Apple vs. EU: Why tax havens are not an incentive for innovation and growth
by Henning Klodt, Head of Economic Policy Center at the Kiel Institute for the World Economy
The EU Commission convicted Apple to pay back 13bn Euro taxes plus interests to the Irish government. This is the right decision for the purpose of fair and free markets. It is not very common that a free-market oriented economist like me praises the EU Commission. But EU Commissioner for Competition Margarethe Verstager, however, did not decide against the relatively low corporate tax rates in Ireland, but the additional extreme tax benefits granted to some companies within this tax system.
In Apple’s case, the so called Double Irish With a Dutch Sandwich strategy was used, when profits were transferred to a “head-office”, which was free of any taxation – and only existed on paper. Since this practice is only granted for some companies, the EU commission stated a distortion of competition, which is contradicting Art. 107-109 of the Treaty on the Functioning of the European Union. As a legal consequence, illegitimate aids must be repaid by the affected companies to the respective financial authorities.
So Apple Sales International, located in Ireland, declared its profits as fees while its head-office was the licensor. Another way to do transfer profits to tax havens is the use of blurred transfer prices with a company’s internal trade. Or the credits granted within the company’s network are used to pay interests in high-tax countries while at the same time they are declared as profit in low-tax countries.
As a result of all this shifting of profits within the company’s network, the effective tax rate can drop dramatically. “Apple’s effective tax rate in 2011 was 0.05%. To put that in perspective, it means that for every million euros in profit, it paid just 500 euros in tax. This effective tax rate dropped further to as little as 0.005% in 2014, which means less than 50 euros in tax for every million euro in profit,” exemplified Margarethe Verstager in her official statement.
All these practices, which corporate consultants call aggressive tax planning, are being widely used by multinational corporations and are hard to control unless you want or can intervene deeply within the taxation autonomies of individual countries. And they are a nuisance to fiscal authorities and they cause trouble on the international level.

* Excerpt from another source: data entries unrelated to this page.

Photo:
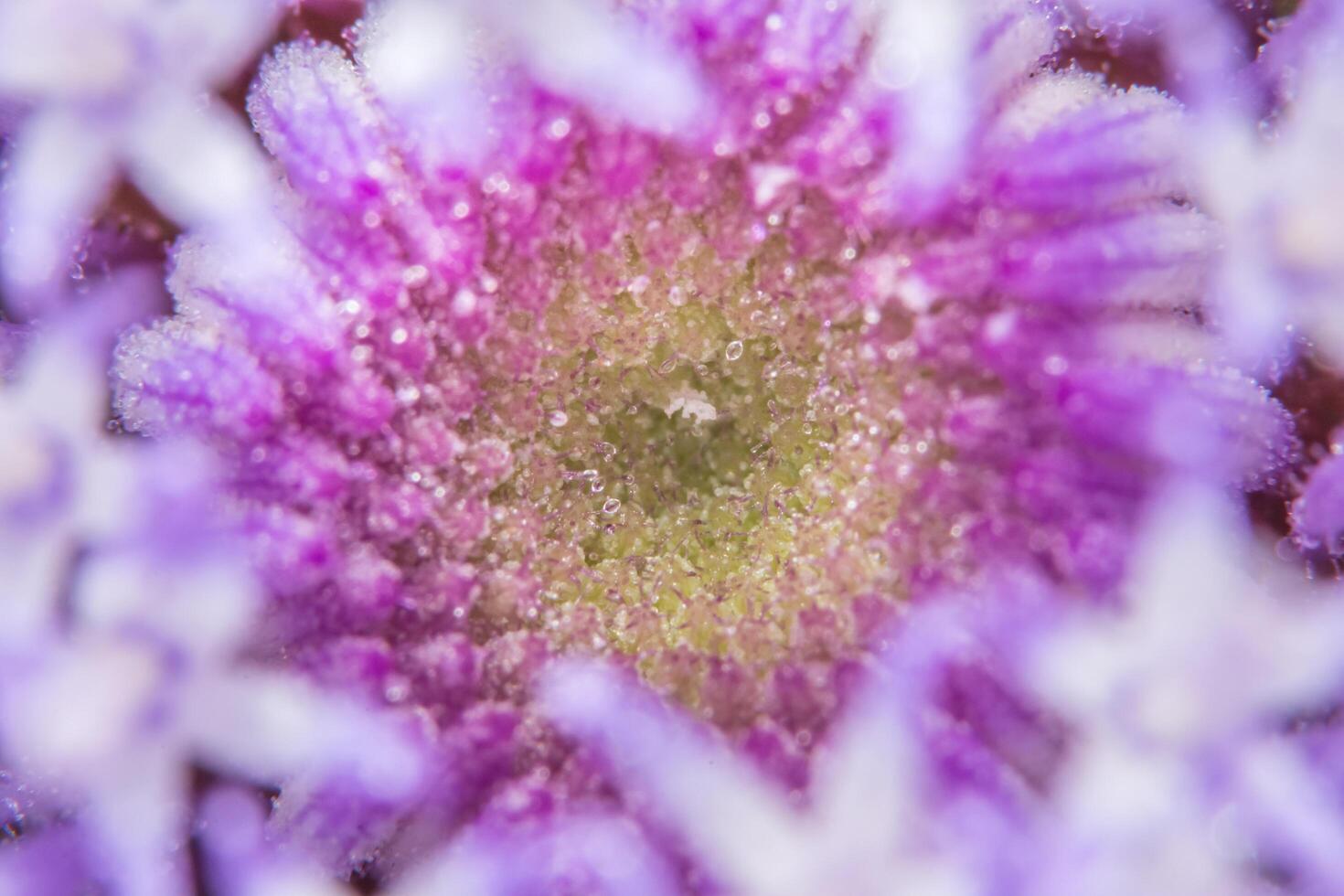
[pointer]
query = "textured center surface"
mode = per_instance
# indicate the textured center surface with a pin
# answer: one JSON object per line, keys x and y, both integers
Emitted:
{"x": 694, "y": 458}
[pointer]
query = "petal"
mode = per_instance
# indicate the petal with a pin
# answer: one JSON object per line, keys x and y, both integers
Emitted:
{"x": 311, "y": 111}
{"x": 742, "y": 827}
{"x": 199, "y": 165}
{"x": 1069, "y": 144}
{"x": 60, "y": 168}
{"x": 175, "y": 377}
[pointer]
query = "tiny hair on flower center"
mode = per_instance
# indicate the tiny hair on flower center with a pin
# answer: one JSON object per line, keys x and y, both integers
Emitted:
{"x": 695, "y": 454}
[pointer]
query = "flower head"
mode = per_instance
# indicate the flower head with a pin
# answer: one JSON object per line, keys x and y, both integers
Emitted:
{"x": 677, "y": 448}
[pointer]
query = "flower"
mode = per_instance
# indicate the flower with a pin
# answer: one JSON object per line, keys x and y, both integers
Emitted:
{"x": 1158, "y": 789}
{"x": 125, "y": 617}
{"x": 122, "y": 85}
{"x": 675, "y": 448}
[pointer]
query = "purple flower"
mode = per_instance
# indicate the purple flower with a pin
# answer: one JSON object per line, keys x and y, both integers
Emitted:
{"x": 726, "y": 446}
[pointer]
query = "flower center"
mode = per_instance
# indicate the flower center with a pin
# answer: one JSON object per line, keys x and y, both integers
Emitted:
{"x": 697, "y": 455}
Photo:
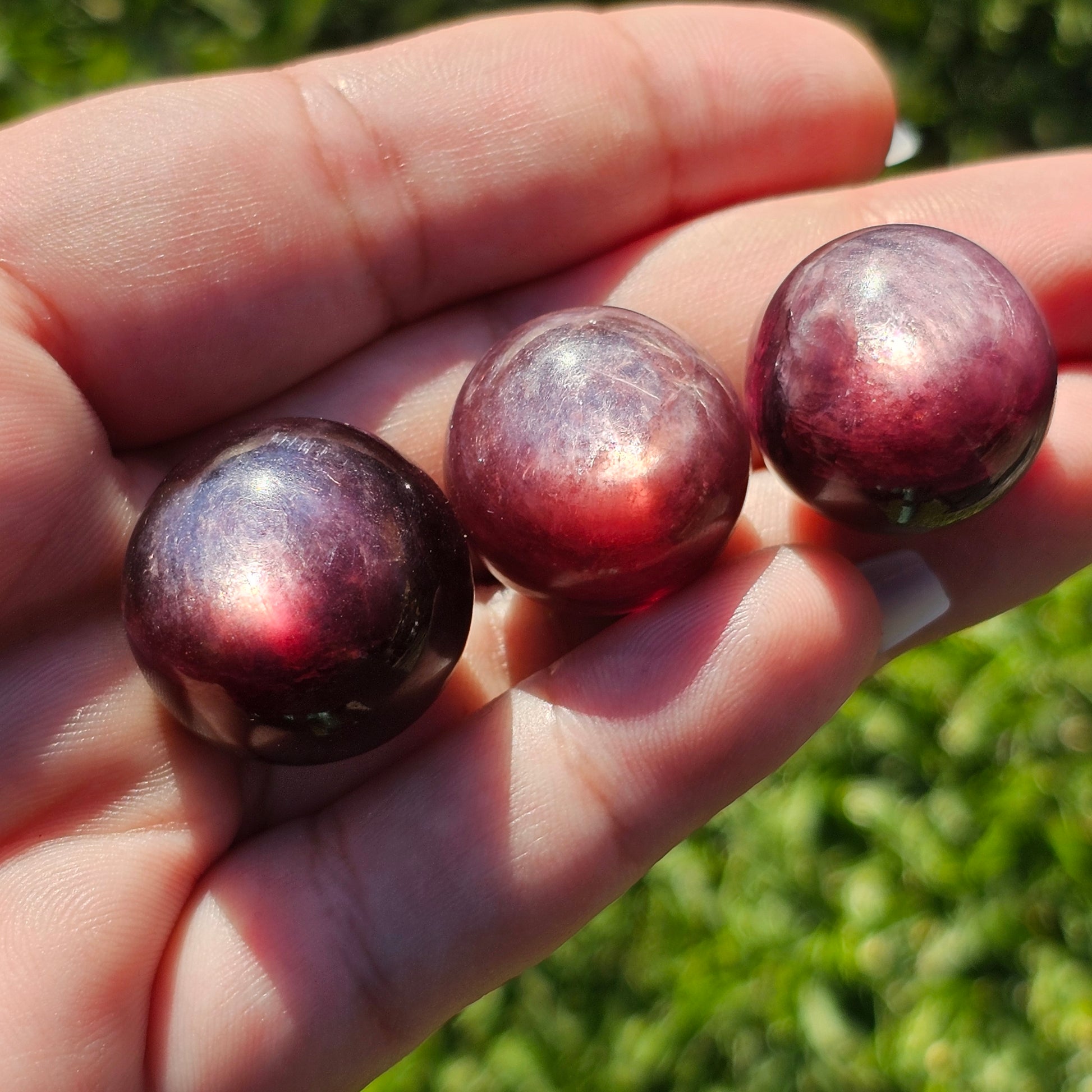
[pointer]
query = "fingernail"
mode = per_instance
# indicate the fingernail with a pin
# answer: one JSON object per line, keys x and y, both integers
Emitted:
{"x": 909, "y": 593}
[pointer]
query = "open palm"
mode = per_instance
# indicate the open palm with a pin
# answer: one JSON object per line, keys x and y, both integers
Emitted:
{"x": 343, "y": 240}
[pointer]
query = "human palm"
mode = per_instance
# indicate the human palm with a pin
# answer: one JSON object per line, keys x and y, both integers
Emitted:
{"x": 343, "y": 240}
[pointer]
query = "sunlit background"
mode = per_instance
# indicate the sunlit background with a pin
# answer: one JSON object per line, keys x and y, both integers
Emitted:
{"x": 907, "y": 906}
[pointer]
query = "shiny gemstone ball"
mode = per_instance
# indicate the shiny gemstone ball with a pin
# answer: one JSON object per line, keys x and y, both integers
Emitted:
{"x": 597, "y": 461}
{"x": 299, "y": 592}
{"x": 901, "y": 379}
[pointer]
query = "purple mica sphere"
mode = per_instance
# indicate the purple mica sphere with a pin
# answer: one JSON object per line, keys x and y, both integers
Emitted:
{"x": 299, "y": 592}
{"x": 901, "y": 379}
{"x": 597, "y": 461}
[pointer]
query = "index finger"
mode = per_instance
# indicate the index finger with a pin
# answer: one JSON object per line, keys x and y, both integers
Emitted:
{"x": 186, "y": 250}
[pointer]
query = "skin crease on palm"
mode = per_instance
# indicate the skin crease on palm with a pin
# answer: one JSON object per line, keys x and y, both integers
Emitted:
{"x": 344, "y": 238}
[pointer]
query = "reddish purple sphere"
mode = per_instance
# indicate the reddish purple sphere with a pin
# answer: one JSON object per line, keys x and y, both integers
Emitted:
{"x": 597, "y": 461}
{"x": 299, "y": 592}
{"x": 901, "y": 379}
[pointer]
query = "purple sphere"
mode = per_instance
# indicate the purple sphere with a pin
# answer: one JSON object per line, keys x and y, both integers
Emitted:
{"x": 902, "y": 379}
{"x": 597, "y": 461}
{"x": 299, "y": 592}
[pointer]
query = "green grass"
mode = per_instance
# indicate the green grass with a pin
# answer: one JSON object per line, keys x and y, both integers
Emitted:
{"x": 905, "y": 906}
{"x": 908, "y": 905}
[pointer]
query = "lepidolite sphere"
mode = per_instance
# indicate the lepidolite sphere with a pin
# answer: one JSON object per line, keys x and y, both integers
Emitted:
{"x": 597, "y": 461}
{"x": 300, "y": 592}
{"x": 901, "y": 379}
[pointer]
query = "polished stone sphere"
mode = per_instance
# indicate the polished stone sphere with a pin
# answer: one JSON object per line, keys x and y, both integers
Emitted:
{"x": 901, "y": 379}
{"x": 597, "y": 461}
{"x": 299, "y": 592}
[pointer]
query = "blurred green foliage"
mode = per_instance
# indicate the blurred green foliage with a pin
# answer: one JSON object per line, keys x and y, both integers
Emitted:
{"x": 978, "y": 77}
{"x": 907, "y": 906}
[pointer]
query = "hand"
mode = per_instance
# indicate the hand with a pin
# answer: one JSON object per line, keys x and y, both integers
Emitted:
{"x": 176, "y": 257}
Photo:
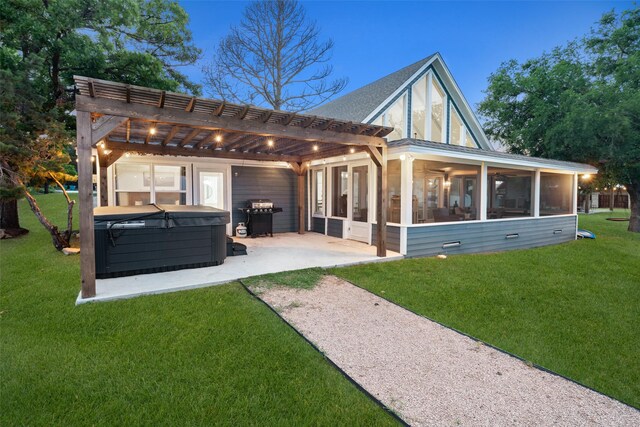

Internationally, this issue was addressed back in 2012. The G20 summit in Los Cabos started an initiative to regulate and standardize the practices of taxation and that countries, where multinational companies and their subsidiaries have offices, consult and inform each other about taxation regulations. This initiative was named BEPS – Base Erosion and Profit Shifting. The OECD was directed to develop a plan to put these regulations into action and it was supported by the European Commission, which is an important fact because several important tax havens belong to the EU like Ireland, Luxembourg, the UK and the Netherlands. And Margarethe Verstager just recently during a speech in Copenhagen described the dimension of this strategy of base erosion and profit shifting, which “cost national governments up to 240 billion US dollars a year. And every cent of that needs to be made up in another way. By increasing the taxes that the rest of us have to pay. Or by cutting back on the public services that we rely on.”
The G20 adopted the plan in 2014, but the BEPS still remains inefficient. Within the EU however, things have changed significantly due to the strong and effective use of the State Aid Rules, which are more powerful than the BEPS.
Apple is just one of several cases. Some similar cases involve McDonald’s and Amazon in Luxembourg; there are other investigations on tax rulings in Luxembourg and the Netherlands concerning Fiat Finance & Trade and Starbuck because of extremely distorted transfer prices within those companies.
Politicians from those tax havens and the companies that enjoy those tax benefits often claim these benefits are an incentive for innovation and growth, but that argument is built on sand. As a matter of fact, it is simply about tax evasion for the companies. The tax havens want to get a small additional amount of taxes, while this causes a severe shortfall of taxes in other countries. This has nothing to do with a fair and free market and a decent competition of location.